# Description Des Podcasts Sur Ipod Touch 2



## smartvibe (10 Octobre 2008)

Salut à Tous

Je viens de recevoir mon ipod Touch 2 et je dois dire que c'est une petite merveille (mais ça ici tt le monde le sait... )


J'ai juste un mini souci , 

J'ai plusieurs Podcast oû les Playlists de Morceaux sont inscrites dans la rubrique : Pomme-i / Video / Description

Ce qui fait apparaitre la playlist dans la colone "description" en cliquant sur le i dans iTunes

Le truc c'est que c'est impossible de copier coller cette fiche info (sinon je l'aurai copier coller dans Paroles et hop je l'aurai eu sur l'ipod Touch)
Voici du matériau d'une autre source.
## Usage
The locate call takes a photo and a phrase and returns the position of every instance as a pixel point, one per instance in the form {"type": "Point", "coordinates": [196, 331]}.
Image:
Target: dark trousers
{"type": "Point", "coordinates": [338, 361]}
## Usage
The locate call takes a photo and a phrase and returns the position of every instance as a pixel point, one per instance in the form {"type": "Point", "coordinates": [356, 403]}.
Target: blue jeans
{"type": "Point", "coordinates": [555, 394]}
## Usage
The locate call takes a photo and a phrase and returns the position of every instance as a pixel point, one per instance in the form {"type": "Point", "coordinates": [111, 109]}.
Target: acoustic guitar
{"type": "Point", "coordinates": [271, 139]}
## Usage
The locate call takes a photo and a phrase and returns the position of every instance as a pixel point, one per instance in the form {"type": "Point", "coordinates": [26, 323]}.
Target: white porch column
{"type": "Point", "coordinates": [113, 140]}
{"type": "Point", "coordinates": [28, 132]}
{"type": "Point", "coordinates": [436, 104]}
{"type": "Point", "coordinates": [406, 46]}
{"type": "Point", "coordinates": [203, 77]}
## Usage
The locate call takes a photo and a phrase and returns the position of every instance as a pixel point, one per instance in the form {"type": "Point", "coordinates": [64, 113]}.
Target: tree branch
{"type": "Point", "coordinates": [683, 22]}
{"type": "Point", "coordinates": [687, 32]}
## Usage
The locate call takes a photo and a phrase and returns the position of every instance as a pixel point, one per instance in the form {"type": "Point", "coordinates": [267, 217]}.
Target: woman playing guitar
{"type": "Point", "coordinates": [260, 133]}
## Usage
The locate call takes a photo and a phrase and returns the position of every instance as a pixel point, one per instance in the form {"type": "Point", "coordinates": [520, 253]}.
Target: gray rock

J'ai un ipod 4ieme génération... en appuyant sur le bouton central , j'arrive a obtenir les informations contenues dans cet onglet

Est-ce que quelqu'un sait comment on fait pour les faire apparaitre sous ipod Touch ??


Merci Bcp


----------



## nicolasf (10 Octobre 2008)

Il me semble que si tu tapes sur la pochette, quand tu as la barre d'avancement qui s'affiche, tu as la description qui s'affiche aussi par-dessus la pochette...


----------